ASEAN should stick to AFTA plans: U.S. caremaker
ASEAN should stick to AFTA plans: U.S. caremaker
Eileen Ng, Agence France-Presse, Kuala Lumpur
Southeast Asia must stick to plans to open up its auto industry by 2003 under regional a free trade plan and not resort to protectionist barriers to cope with a global slowdown, United States carmakers said Monday.
Officials from General Motors Corp. and Ford Motor Co. told a two-day auto conference here the region must also speed up integration under the ASEAN Free Trade Area (AFTA) to compete with emerging giant China.
Under AFTA, tariffs on automotive and other products will fall to between zero and five percent at the start of 2003. Malaysia has obtained a reprieve for its auto industry until 2005.
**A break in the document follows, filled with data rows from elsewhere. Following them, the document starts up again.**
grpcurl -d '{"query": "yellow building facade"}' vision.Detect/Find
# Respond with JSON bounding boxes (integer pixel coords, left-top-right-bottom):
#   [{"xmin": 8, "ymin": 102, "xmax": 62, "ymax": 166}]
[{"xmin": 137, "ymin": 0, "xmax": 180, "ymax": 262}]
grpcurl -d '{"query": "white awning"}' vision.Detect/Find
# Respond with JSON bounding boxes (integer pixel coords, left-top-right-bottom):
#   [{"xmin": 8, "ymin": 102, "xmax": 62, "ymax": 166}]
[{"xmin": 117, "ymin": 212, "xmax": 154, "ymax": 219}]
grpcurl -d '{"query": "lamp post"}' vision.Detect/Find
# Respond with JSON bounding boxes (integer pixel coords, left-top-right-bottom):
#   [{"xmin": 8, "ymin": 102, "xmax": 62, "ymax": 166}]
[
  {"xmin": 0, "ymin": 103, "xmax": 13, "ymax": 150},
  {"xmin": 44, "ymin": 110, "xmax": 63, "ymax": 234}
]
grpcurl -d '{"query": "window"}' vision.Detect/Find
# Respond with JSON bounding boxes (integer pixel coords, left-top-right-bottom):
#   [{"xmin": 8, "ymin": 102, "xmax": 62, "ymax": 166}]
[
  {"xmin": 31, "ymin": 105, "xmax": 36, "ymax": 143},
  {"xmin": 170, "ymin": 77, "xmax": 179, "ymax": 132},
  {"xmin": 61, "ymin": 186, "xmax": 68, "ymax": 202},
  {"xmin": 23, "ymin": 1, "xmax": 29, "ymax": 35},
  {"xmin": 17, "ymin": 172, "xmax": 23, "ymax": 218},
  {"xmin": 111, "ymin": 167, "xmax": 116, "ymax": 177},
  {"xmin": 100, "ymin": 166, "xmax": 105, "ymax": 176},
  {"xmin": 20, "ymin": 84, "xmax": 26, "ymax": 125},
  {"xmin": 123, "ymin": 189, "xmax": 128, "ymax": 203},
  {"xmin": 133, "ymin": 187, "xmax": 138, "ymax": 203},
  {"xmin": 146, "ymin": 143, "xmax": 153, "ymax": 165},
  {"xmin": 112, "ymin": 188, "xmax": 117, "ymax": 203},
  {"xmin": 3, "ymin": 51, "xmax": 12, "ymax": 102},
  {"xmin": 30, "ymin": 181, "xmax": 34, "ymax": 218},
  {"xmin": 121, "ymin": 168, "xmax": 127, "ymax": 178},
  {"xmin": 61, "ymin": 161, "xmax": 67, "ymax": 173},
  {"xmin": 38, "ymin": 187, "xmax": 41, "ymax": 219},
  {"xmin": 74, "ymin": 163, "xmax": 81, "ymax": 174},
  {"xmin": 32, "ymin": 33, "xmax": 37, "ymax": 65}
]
Ford's ASEAN (Association of South East Asian Nations) operations president Gerald Kania said there was talk Malaysia may further delay lowering car duties under AFTA, which would "wreak havoc" on the region's manufacturing integration plans.
"We believe, although this is not confirmed, that the five percent duty level will not be when they enter but three years later in 2008," he said.
"ASEAN can only be competitive if it is viewed as one region... but Malaysia's delay closes the largest passenger car market in ASEAN to regional integration," he said.
Kania said ASEAN's auto sales estimated at just over a million vehicles this year in five key markets -- Thailand, Malaysia, Indonesia, Philippines and Vietnam -- still lag China's 2.4 million.
He said "forced local content rules and parasitic taxes" in ASEAN had kept vehicle prices artificially high and suppressed production volume.
He urged Malaysian national carmaker Proton and other regional producers not to "protect themselves with nationalism" but seek out strategic alliances to boost their competitiveness.
"Without AFTA, it is going to be very, very, very difficult to encourage more foreign direct investment," he added.
General Motors group vice president Rudy Schlais Jr. said ASEAN's auto sector had been set back by three to four years by the 1997 regional economic crisis, and last month's terror attacks on the U.S. worsened its prospects.
He noted there was a "growing resistance to globalization" with luxury taxes replacing lower duties for cars.
"Resistance to globalization is an easy way out, a quick-fix of sorts, but it's going to be most disastrous over the long-term -- disastrous to the consumer and disastrous to the economy of the country," Schlais warned.